How to keep your dog safe this winter
We all love a wintry afternoon stroll with a nice hot chocolate and, of course, our faithful furry companions. As winter dawns on us, however, it’s important to keep in mind that the drop in temperature can pose its own unique set of threats to our dog’s safety and wellbeing. The chemicals used in the winter to help prevent the build up of slippery frost can be toxic to dogs, and frost can cause injuries to their paws. As we begin to experience shorter and darker days, it can be more of a challenge to keep your dog safe when out and about. Frozen lakes and ponds can also be particularly dangerous for our more adventurous pups.
Did you know?
Dogs can also suffer from frostbite. One of the major signs of frostbite is skin that looks blue or white, which can affect your dog’s delicate ear flaps and tail tips in particular. Keep an eye out for the signs, and remember that in extreme cold, it’s better to keep your dog inside where possible, with the exception of heavy-coated northern breeds who tend to thrive in low temperatures.
The good news is there lots you can do to help keep your dog safe. Check out the following simple tips and tricks for keeping your dog’s winter blues at bay:
7 simple tips
1. Look after your pup's paws
As well as investing in a winter coat, it might benefit your dog to wear boots or paw protectors. Many different retailers offer these to help keep your dog’s paws safe from injury. Keep an eye out for any signs your dog might be in discomfort due to their paws being too cold when out on a walk, such as stopping and lifting their paws and whining. Furthermore, make sure to clean your dog’s paws after going out in the snow to prevent ice balls from building up, which form between the pads and toes of the paw and can be really painful. Salt and grit used on pavement can irritate your dog’s paws between their toes, and can also be toxic if licked off. Consider using a paw balm which you can buy or make at home to moisturise your dog’s paws.
2. Consider your dog's age
Very young and old dogs have a difficult time regulating their body temperatures, meaning they have more extreme reactions to changes in weather. Older dogs with arthritis may also find wintertime more painful due to the cold weather. If they show signs of discomfort, take them to the vet as soon as possible. Heated beds can help an arthritic dog manage their pain, especially in the colder months, as well as generally helping to warm your dog up during the winter months.
3. Plan indoor activities
When the weather is too extreme, it might be a good idea to consider some indoor enrichment activities with your dog to keep them occupied and mentally stimulated, helping to prevent your dog from misbehaving due to boredom.
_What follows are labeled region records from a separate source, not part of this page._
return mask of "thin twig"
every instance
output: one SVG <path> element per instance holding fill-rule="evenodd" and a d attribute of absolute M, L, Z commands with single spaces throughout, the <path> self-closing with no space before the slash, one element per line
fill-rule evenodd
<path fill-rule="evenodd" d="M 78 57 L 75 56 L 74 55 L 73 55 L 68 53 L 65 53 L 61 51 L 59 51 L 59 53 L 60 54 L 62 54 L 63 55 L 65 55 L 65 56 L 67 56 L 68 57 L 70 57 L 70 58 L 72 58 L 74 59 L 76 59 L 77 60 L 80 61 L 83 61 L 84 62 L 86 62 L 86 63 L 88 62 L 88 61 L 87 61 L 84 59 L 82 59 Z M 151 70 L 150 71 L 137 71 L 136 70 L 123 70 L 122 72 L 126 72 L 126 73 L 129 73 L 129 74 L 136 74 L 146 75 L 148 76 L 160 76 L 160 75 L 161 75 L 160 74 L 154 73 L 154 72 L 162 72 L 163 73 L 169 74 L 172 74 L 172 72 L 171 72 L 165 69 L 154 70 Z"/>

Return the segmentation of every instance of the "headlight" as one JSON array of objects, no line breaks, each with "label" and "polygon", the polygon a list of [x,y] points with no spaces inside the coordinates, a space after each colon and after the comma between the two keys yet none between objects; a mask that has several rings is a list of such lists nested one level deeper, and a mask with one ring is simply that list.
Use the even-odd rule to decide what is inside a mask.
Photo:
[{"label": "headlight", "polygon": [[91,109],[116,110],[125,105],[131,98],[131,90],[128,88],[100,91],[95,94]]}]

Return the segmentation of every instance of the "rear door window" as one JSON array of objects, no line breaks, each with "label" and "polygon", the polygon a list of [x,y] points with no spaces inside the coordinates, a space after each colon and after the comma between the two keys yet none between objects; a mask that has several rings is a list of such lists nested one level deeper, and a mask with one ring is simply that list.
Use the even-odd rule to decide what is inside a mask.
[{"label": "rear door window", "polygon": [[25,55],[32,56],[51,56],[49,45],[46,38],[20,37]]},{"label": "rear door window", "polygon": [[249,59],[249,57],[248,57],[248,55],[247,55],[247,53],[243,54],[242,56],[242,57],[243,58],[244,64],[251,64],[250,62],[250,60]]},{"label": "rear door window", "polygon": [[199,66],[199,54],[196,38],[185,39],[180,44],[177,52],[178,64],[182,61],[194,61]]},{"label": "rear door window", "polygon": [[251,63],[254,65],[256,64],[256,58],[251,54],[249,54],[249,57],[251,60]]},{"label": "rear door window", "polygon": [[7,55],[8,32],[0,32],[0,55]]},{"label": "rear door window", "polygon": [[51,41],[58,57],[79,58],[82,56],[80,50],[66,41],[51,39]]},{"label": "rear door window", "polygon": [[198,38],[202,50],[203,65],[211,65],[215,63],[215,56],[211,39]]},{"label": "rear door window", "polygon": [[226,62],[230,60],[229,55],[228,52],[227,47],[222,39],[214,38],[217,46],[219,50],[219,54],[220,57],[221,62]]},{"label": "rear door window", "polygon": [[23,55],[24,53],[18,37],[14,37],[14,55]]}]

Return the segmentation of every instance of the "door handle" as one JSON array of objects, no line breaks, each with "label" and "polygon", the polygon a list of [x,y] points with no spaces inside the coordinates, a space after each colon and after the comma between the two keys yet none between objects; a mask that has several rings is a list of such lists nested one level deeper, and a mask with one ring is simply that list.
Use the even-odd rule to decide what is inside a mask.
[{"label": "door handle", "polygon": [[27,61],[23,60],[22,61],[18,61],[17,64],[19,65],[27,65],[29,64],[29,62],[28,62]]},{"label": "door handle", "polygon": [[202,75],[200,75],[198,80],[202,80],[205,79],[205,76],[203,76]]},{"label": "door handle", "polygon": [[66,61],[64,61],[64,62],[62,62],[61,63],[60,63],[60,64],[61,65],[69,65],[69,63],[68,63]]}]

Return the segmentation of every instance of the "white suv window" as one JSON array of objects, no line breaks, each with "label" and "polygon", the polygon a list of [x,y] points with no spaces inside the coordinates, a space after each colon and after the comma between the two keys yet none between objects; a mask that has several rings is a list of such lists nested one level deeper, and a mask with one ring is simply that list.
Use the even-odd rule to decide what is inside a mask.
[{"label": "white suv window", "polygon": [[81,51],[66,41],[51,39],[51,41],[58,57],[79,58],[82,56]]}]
It’s important to try and take your dog for walks where possible, but try to be sensible and don’t put yourself or your dog at risk. For example, you could use a kong filled with your dog’s favourite food or possibly a treat like dog-friendly peanut butter, or you could play a game of tug which can help to keep them entertained and exercised.
4. Stay clear of frozen lakes/ponds
Make sure to keep your dog on a lead near frozen water, since it can be extremely dangerous and very difficult to rescue your dog if they fall through the ice. Remember, don’t go after your dog if they run towards the frozen water; it is difficult to think about but dogs are strong swimmers and more likely to pull themselves out of a frozen lake than you are.
5. Beware of antifreeze
As little as a teaspoon of antifreeze can cause kidney failure in dogs. Be aware of the signs of ingestion, which include drooling, vomiting, seizures, excessive thirst, panting, lethargy, and a drunken appearance. Even if your own anti-freeze is safely stored away, it can leave dangerous residue in the streets, so be vigilant about where your dog is sniffing. If you think your dog might have ingested antifreeze, it’s important to take them to a veterinarian straight away.
6. The season of dark walks
Try to wear bright, reflective clothing when walking in the dark, and consider purchasing a flashing collar for your dog to make sure they are visible even in the dark. It might also be a good idea to purchase a torch or head lamp to help keep your hands free to walk your dog, as well as a light-up ball if you’re worried your dog might lose it in the dark. Try to walk in well-lit places and walk against the traffic when walking down country roads, remembering to keep your dog on your right to keep them away from the traffic. Remember, only let your dog off in an enclosed area which is away from the road and in a familiar place. Of course, it’s always a good idea to ensure your dog’s recall ability is up to scratch, giving you extra peace of mind when on a walk. You could also try walking with a friend or in a group if you are still anxious about walking in the dark.
7. Consider your dog's diet
It's only natural that your dog will likely get less exersice at this time of year as the idea of long walks out and about aren't quite as appealing for us. It might be a good idea to slightly adjust your dog’s portion size if they are less active due to extreme weather during the winter months. It’s really important for your dog’s health than they stay at an ideal weight.